Commerce Secretary William Daley said the administration's embrace of the global marketplace and lower trade barriers has contributed to booming U.S. exports and the country's longest peacetime economic expansion.
"This economy is strong ... and it will remain strong because of the sort of outward view we've had about trade, not an inward view," Daley told Reform Party presidential hopeful Pat Buchanan in a joint appearance on NBC's "Meet the Press."
Critics such as Teamsters head James Hoffa and Buchanan contend the WTO is sacrificing worker rights, environmental protection and human rights in order to please multinational corporations that want trade barriers erased.
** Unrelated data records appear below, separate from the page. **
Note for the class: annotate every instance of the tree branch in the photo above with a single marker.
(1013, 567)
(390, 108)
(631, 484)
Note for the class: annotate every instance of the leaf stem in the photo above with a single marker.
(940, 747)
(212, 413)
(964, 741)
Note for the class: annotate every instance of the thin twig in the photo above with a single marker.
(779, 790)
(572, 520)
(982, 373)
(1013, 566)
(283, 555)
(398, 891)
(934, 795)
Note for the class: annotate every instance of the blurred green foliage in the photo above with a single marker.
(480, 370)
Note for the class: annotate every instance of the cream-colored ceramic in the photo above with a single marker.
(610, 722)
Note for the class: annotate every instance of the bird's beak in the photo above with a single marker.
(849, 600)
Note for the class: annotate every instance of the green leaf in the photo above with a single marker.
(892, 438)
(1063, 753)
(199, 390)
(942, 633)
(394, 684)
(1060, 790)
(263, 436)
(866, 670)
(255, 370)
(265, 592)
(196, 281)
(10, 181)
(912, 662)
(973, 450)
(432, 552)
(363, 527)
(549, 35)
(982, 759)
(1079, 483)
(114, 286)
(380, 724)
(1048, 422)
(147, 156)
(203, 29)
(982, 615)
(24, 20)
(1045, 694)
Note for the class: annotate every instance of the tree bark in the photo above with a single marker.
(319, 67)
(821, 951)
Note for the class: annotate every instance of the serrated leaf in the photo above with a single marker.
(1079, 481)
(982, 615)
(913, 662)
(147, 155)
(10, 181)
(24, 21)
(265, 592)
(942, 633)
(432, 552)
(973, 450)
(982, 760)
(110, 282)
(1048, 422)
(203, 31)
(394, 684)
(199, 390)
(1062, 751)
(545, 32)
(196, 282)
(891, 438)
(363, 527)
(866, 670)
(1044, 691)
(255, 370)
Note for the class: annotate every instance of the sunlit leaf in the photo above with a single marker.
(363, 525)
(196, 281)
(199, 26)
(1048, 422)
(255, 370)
Hoffa, whose union is among the labor groups organizing protests in Seattle, said on "Fox News Sunday" the demonstrators simply want a "seat at the table" to ensure the WTO stops putting "corporate greed, corporate profits, above human rights."
Buchanan denounced the administration for agreeing to support China's entry into the WTO in return for reduced Chinese trade barriers. U.S. farmers and manufacturers long have complained that those barriers are costing them billions of dollars in lost sales each year.
"This was a complete and total giveaway," Buchanan said. "We got nothing in the way of human rights improvement, nothing in the way of a build-down of the missiles aimed at Taiwan, nothing in the way of reduced belligerence for this country."